A Flood Of Secrets
Season 12, Episode 5

A Flood Of Secrets

Billy Gerhardt continues searching for the flood tunnel at Smith's Cove while Peter Fornetti and Gary Drayton check the spoils. Craig Tester arrives, and Gary reports no artifacts yet. Rick Lagina notices a board just above water level, and Craig calls Steve Guptill to mark the exact position. Steve confirms the board sits on the projected line of the flood tunnel. As Billy continues, three boards are exposed before a section of the trench begins to collapse. Rick spots a board in the trench wall, and when Billy pulls it free it turns out to be a piece of concrete. Billy then extracts a large beam that the group agrees was not machine-cut and would have been too large for the Restalls to position. The concrete will go to Emma Culligan for testing. The next day, Billy resumes digging and exposes another beam at more than 30 feet deep. Craig wants it recovered for dendrochronology. Further digging reveals rocks and cobbles that Billy believes could be significant, possibly part of the vertical shaft. Rick arrives after Craig reports evidence of a possible flood tunnel, and Craig tells him the find appears manmade.

In the War Room, Rick and the team meet with Dr. Jan Francke, a geophysicist who designed technology used to scan the pyramids of Giza and the subsurface of the moon. Craig has invited Francke to help locate targets using a 100-megahertz Helix borehole radar antenna, which sends electromagnetic pulses through the earth to identify anomalies such as structures, voids, and metal objects. The technology can determine the depth and approximate distance from the borehole of any target. Jan will be looking for air- or water-filled voids, which produce strong reflections.

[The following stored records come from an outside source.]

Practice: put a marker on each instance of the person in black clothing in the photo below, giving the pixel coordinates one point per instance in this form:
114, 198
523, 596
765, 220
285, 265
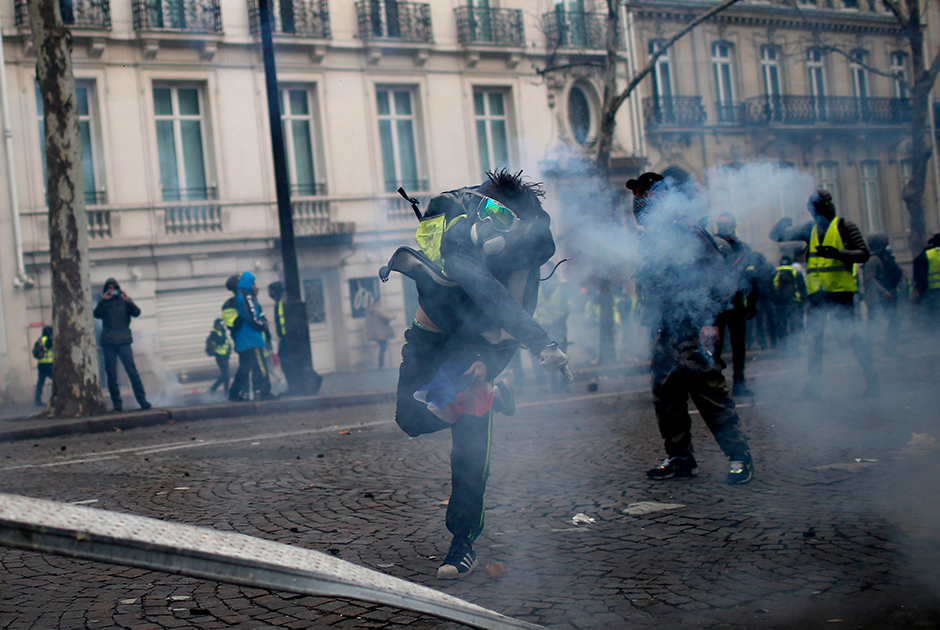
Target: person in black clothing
740, 262
477, 278
685, 287
42, 351
115, 310
882, 277
835, 246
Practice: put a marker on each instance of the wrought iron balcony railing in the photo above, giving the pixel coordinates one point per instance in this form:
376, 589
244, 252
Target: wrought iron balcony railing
673, 111
481, 25
391, 20
827, 110
576, 29
77, 14
186, 16
730, 113
301, 18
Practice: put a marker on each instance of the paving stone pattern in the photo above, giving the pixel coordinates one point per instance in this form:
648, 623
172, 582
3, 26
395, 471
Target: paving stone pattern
821, 538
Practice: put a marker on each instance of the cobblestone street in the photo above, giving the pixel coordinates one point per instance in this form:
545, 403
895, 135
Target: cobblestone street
839, 528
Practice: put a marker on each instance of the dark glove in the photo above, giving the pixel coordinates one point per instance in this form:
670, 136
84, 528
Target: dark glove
552, 358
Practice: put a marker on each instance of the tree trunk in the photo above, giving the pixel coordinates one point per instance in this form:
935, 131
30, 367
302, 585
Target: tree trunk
75, 387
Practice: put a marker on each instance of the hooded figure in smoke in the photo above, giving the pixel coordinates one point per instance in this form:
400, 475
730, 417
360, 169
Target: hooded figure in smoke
115, 310
685, 286
477, 276
835, 246
882, 277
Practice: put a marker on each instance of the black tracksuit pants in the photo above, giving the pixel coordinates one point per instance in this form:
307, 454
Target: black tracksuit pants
45, 371
736, 323
422, 355
222, 361
123, 352
251, 362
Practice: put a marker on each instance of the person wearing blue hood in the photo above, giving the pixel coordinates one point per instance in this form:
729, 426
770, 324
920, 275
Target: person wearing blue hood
249, 343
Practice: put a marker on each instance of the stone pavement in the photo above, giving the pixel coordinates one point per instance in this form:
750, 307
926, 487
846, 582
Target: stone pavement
837, 530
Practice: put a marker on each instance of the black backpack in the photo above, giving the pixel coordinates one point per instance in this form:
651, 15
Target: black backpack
893, 272
211, 344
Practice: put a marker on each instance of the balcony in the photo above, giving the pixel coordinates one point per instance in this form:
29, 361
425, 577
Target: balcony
730, 113
673, 111
297, 18
180, 16
496, 27
576, 29
827, 110
77, 14
394, 21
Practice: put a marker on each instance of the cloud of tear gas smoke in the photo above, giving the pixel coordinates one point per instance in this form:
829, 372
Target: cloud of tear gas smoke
605, 244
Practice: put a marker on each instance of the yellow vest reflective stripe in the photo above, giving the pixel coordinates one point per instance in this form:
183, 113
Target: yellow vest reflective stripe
933, 268
47, 357
827, 274
224, 348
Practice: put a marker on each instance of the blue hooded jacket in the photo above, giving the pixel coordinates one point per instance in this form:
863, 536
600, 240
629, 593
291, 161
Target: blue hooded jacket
250, 334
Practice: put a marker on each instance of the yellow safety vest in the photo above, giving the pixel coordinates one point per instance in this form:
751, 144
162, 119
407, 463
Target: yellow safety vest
827, 274
47, 357
933, 268
429, 234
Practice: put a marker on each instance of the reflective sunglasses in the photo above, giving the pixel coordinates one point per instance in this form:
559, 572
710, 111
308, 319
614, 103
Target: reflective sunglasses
501, 216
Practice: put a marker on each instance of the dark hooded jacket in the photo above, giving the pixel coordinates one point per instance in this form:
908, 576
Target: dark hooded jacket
115, 314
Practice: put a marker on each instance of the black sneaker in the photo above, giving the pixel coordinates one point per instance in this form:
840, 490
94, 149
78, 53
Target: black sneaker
740, 389
741, 471
679, 466
504, 399
460, 562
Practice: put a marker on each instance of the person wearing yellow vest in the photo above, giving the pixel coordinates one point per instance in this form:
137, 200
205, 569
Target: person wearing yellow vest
42, 351
927, 281
835, 246
218, 347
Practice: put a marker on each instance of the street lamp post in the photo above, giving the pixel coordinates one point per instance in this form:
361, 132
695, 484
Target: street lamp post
302, 378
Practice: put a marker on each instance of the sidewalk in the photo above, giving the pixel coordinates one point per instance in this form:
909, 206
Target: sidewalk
341, 389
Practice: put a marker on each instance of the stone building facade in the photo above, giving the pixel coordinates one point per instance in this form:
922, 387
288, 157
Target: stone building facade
179, 185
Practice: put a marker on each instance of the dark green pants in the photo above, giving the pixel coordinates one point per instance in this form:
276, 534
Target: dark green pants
423, 353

Jan and Craig begin scanning borehole HN16, located in the Golden Egg just 18 feet north of the Garden Shaft. In the War Room, Emma presents her analysis of the concrete from Smith's Cove. The XRD detected a trace of portlandite, placing the sample in the Portland cement category, the most common type used in modern construction. Emma narrows the source to one of only two locations in Canada that have portlandite: Quebec or British Columbia. She says Quebec is more likely because the aggregates and sand appear to be Nova Scotia-based. The Quebec facility began using hydraulic mining in the 1920s, and the sample was hydraulically mined cement. She rules out anything post-1980s because modern concrete additives are absent. The sample was also not mixed thoroughly, a characteristic consistent with concrete poured to fill a floodgate. Rick concludes they need to find the vertical shaft.

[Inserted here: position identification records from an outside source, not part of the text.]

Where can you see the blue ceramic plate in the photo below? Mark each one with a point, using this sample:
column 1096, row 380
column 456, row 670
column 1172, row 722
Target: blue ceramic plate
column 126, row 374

On Lot 5, Moya MacDonald and Ethan continue digging at the stone feature. Moya finds what appears to be the top of a wine bottle, followed by a piece of metal strapping. Jack Begley wonders if the strapping is from a chest. Helen arrives and suggests the wine bottle piece is French based on its pale olive color. She wants the strapping scanned to determine whether the bend is damage or intentional. In a second War Room session, Jan Francke presents the GPR results. He reports that 12 feet appears to be the maximum range from a borehole. He identifies a void three to four feet from the borehole at a depth of 127 feet in the Golden Egg, filled with water that does not appear to be saltwater. The team decides to drill another borehole once Dr. Ian Spooner finishes collecting water samples.